Warner listens respectfully to their stories, but she doesn’t just take them at their word. Like a good sleuth, she looks into their medical files, and what she discovers adds more to the picture without minimising the benefits they have obtained.

For all the value the sceptics provide in finding objective truth, sometimes in their need for academic certainty they lose sight of what matters to their patients.

As one doctor with multiple sclerosis tells Warner, “Studies which have not ‘proven’ the treatment to be beneficial but which suggest a major benefit look much more interesting when you actually have the disease.”

The Magic Feather Effect: The Science of Alternative Medicine and the Surprising Power of Belief

Moving among the various therapies, scientific research and personal accounts, the book proceeds in an engaging but not immediately predictable pattern.

There is a point about halfway that you may think to yourself, “What, acupuncture again?” – but just be patient. With more than 1,000 published academic papers, including numerous double-blind studies, acupuncture offers one of the best windows to understanding how alternative therapies actually work, with tantalising clues.

Like a great courtroom lawyer, Warner pieces together the evidence to make her case, block by block, piece by piece, until the reader can see the larger picture.

The underlying value of this layered approach becomes clear as consistent themes emerge.

If the big question is, do alternative medicines work, then the answer is frequently yes, but for a specific set of identified health problems (which are conveniently listed), under certain conditions and mostly for the symptoms rather than the disease itself.

So while they won’t cure cancer, they can have objectively measurable results for the chronic pain and depression that accompany cancer, which is no small thing.

Everything comes together to suggest that the connection between the mind and the physical body is much more complicated than medical professionals previously thought.

Henry Beecher’s landmark study of soldiers in the second world war, which led to the widely used practice of double-blind clinical trials, is particularly revealing.

In his 1955 paper titled The Powerful Placebo, he noted that while 83 per cent of civilian trauma victims asked for pain relief upon reaching a hospital, only 32 per cent of soldiers did. He hypothesised that pain is a function of expectations.

“To a battlefield soldier … the hospital is ‘a ticket to safety’. His troubles are about to be over, or he thinks they are.” But for a civilian, being admitted to the hospital was “the beginning of disaster”.
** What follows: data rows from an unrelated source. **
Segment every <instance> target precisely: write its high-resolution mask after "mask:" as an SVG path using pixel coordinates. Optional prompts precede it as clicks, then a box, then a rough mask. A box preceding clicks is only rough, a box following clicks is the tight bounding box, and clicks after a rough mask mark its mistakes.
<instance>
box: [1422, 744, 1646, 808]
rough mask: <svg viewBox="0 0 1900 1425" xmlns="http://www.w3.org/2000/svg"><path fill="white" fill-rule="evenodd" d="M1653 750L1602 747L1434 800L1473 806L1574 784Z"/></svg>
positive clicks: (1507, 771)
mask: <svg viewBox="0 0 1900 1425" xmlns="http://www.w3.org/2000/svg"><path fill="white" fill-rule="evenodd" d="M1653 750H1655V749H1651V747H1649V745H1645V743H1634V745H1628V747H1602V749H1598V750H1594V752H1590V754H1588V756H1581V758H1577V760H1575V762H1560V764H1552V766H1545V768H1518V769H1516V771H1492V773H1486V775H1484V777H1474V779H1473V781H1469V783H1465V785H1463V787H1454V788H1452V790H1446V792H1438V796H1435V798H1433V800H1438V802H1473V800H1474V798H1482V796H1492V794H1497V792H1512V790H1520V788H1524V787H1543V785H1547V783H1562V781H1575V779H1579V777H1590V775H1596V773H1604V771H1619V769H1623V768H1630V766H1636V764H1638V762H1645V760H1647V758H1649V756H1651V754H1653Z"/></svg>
The most recent research Warner cites goes even further, hinting that the successes of “conventional” medicine may owe far more to the placebo effect than doctors are ready to admit.

Melanie Warner author of

Does that mean pain is all in your head? Not quite. A better conclusion might be that your brain interprets your condition and dispatches pain as a signal for your body to take action, but that, like a smoke detector, it sometimes fails to differentiate burnt toast from a real fire.

The good news is that we may now have more control in how we experience pain, or, as cognitive behaviour therapists might, say, “Pain is unavoidable, but suffering is optional.”

Dumbo the elephant believed he could fly when his friend Timothy gave him a “magic feather”.

The small miracle of Warner’s entertaining and highly useful book is that it gives you the tools to understand how alternative medicine works, so you can confidently make up your own mind.

Chances are you will come away convinced that such treatments can help, if not always for the reasons their practitioners believe. But in the end, if your life is measurably better, does it matter?